Improving the robustness of neural machine translation to social media text - Naver Labs Europe

WMT 2019 Robustness Competition: NAVER LABS Europe’s models rank first in 3 out of 4 subtasks.

Neural Machine Translation (NMT), based on Deep Neural Networks, has been deployed in many commercial MT engines such as Google Translate, Bing Translator, DeepL and Naver’s own Papago.

It’s behind a lot of progress in the quality of machine translation which, in some language pairs, is now almost as good as human translations.

Yet, NMT isn’t perfect and there are a couple of inherent reasons for this which include, but that are not limited, to the following:

  • NMT usually requires extremely large amounts of expensive, translated data. That’s why the quality is so good in language pairs where such data exists (e.g. French-English) and why it’s so bad in many others.
  • It requires a lot of computing power both to train and to run. This makes research costly and deployment difficult (especially on embedded devices).
  • It’s brittle to the extent that it breaks down as a result of even the smallest of changes in the user input (see Belinkov et al., 2016). Even just adding or removing a comma can lead to dramatic changes in the model output.
  • Its decisions are hard to interpret. NMT models are known to “hallucinate”, i.e. they sometimes output fluent text that’s completely unrelated to the input.

In this post, we discuss the problem of brittleness which is what we addressed in the WMT challenge. You can read the full paper here.

Robustness Task

The competition takes part in the context of the yearly WMT conference. Participants are given a number of resources (translated texts and monolingual data) to train their models.

The goal was to make French-English and Japanese-English Machine Translation systems that are good at translating user generated content (UGC) from social media (specifically Reddit).

We could use large public translated corpora (e.g., Europarl, CommonCrawl, etc.), as well as a smaller domain-specific corpus called “MTNT” ( that contained sentences from Reddit that had been translated by humans). The evaluation data was a subset of the MTNT corpus.


The kind of user generated content that Reddit and similar websites aggregate often contains orthographic variations that are particularly tough for regular MT systems. Here are some (cherry-picked) examples from MTNT that illustrate this:

blankExamples 1, 4 and 5 have typos, examples 1 and 3 contain emoticons. Examples 1 and 5 use capitalization for emphasis. Examples 2, 3 and 4 use Internet slang. Example 6 does code switching between Japanese and Latin scripts. Examples 1, 3 and 4 have irregular or missing punctuation. Examples 2 , 3 and 5 have irregular capitalization.

Any if the above will typically cause problems for any standard MT system. For instance, while capitalization may seem trivial, NMT considers the ‘same’ words capitalized differently as 2 different words. If “SERIOUSLY” is not in the training data, a regular NMT system will not be able to translate it (even though “seriously” is a very frequent word). Typos and Internet slang are also a large source of confusion because they’re typically missing from public corpora. For instance, the word “bcp”, which is a very common abbreviation of “beaucoup” (“very” in French) is often mistranslated by state-of-the-art models and commercial MT engines.
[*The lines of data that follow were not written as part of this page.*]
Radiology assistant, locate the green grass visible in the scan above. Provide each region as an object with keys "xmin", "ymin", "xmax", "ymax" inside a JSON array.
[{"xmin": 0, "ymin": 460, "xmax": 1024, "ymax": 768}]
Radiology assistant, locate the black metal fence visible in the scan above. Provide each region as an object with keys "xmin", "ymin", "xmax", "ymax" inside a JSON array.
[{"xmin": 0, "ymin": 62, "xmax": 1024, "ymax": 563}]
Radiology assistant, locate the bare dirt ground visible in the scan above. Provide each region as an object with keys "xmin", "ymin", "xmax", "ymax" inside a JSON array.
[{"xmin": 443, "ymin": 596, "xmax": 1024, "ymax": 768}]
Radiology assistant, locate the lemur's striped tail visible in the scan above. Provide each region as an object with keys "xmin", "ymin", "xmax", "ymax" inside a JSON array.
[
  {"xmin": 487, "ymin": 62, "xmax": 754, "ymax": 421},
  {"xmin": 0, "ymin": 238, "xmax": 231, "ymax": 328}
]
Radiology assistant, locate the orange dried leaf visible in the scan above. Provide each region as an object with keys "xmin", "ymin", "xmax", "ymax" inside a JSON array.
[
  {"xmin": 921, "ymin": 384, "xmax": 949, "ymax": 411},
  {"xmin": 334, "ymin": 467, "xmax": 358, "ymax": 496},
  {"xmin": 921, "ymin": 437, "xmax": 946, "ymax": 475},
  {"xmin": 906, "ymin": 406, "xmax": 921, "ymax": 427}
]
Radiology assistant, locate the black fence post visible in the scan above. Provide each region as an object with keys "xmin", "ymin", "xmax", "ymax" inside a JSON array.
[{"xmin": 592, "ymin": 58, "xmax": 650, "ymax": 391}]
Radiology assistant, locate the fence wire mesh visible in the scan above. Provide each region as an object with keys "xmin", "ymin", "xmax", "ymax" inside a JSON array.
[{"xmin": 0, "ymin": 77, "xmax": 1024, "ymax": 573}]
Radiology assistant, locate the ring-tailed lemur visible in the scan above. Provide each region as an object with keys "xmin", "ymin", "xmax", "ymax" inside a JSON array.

Our team proposes several solutions to mitigate these problems, which we can roughly categorize into three types of techniques: corpus filtering, domain adaptation and robustness tricks.

We observed that MT models trained on given data were particularly brittle and often generated hallucinations (output completely unrelated to input) or copies (exact copy of the source). We traced these problems to the bad quality of some of the training corpora (in particular CommonCrawl), and were able to completely offset them thanks to three filtering steps:

  1. Language identification: sentences that were not in the right language according to an automatic tool were removed.
  2. Length filtering: sentences that were too long or sentence pairs with a large source/target ratio were removed.
  3. Attention-based filtering, which used the attention matrix of an NMT model to identify misalignments (i.e., translated pairs that don’t match).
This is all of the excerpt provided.